Design custom templates

关于 Clean Room 模板

Clean room templates are written in JinjaSQL (https://github.com/sripathikrishnan/jinjasql). JinjaSQL is an extension to the Jinja templating language. A JinjaSQL template evaluates to a SQL statement when run in a clean room. The JinjaSQL templating language provides logic statements and run-time variable replacement, which enables the template to be customized at run time. For example, a user can provide table and column names when they run the template, and the template can adjust itself based on the values passed in.

模板一般有两种类型:

  • Analysis templates, which evaluate to a SQL DQL statement (a SELECT statement) that returns query results immediately to the template runner.
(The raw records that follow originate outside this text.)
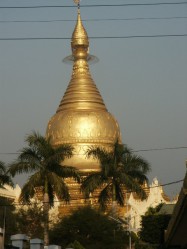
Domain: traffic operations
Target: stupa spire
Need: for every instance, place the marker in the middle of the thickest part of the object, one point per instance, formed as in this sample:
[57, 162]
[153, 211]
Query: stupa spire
[81, 93]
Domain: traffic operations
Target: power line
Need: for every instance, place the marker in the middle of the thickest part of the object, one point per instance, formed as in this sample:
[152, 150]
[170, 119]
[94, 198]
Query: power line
[95, 20]
[93, 37]
[93, 5]
[73, 199]
[140, 150]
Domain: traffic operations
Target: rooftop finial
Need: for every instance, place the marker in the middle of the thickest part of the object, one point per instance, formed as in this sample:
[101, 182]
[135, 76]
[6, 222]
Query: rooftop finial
[77, 2]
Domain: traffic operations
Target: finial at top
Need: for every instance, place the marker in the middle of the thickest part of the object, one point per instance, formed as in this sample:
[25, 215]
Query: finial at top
[77, 2]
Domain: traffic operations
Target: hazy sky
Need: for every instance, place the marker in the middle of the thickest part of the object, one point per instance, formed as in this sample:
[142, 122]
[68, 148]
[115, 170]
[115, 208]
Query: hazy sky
[143, 81]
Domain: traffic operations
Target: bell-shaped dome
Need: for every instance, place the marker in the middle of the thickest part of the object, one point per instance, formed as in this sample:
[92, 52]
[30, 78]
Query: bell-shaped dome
[82, 119]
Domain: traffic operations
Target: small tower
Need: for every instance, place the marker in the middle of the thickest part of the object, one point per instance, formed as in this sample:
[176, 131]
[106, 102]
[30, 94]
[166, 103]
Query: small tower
[82, 118]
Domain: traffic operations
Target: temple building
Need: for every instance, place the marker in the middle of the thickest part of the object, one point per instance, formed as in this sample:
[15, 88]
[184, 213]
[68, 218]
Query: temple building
[83, 120]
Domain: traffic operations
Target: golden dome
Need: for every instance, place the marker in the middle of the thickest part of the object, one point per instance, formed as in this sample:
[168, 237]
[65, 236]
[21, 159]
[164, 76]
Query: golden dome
[82, 119]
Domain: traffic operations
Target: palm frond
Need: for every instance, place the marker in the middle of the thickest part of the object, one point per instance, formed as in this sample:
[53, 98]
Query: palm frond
[5, 178]
[27, 193]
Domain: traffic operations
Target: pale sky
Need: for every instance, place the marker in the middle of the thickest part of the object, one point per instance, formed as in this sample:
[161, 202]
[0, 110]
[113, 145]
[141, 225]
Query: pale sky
[143, 81]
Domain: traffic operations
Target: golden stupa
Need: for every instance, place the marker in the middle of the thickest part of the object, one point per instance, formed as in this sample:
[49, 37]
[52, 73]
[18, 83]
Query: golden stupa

  • Activation templates, which are used to activate results to a Snowflake account, rather than showing results in the immediate environment. An activation template is very similar to an analysis template with a few extra requirements, and it evaluates to a DDL statement (CREATE TABLE).

Creating, sharing, and running a custom template

Any collaborator can register and share templates with specific analysis runners in a collaboration.

Let's start by looking at a simple SQL query, and how it would be written as a template.

1. The JinjaSQL template

Here is a simple SQL query that joins two tables by email and shows the overlap count per city:

SELECT COUNT(*), city FROM table_1
  INNER JOIN table_2
  ON table_1.hashed_email = table_2.hashed_email
  GROUP BY city;

Here is how that query would look as a JinjaSQL template that allows the caller to choose the JOIN and GROUP BY columns, as well as the tables used. The template includes some filters that enforce Snowflake Data Clean Room policies.

SELECT COUNT(*), IDENTIFIER({{ group_by_col | column_policy }})
  FROM IDENTIFIER({{ source_table[0] }}) AS p1
  INNER JOIN IDENTIFIER({{ source_table[1] }}) AS p2
  ON IDENTIFIER({{ p1_join_col | join_policy }}) = IDENTIFIER({{ p2_join_col | join_policy }})
  GROUP BY IDENTIFIER({{ group_by_col | column_policy }});

模板备注:

  • Values within {{ double bracket pairs }} are variables. The values are populated by the caller.

  • group_by_col, source_table, p1_join_col, and p2_join_col are all variables populated by the caller. These variables have arbitrary names chosen by the template designer.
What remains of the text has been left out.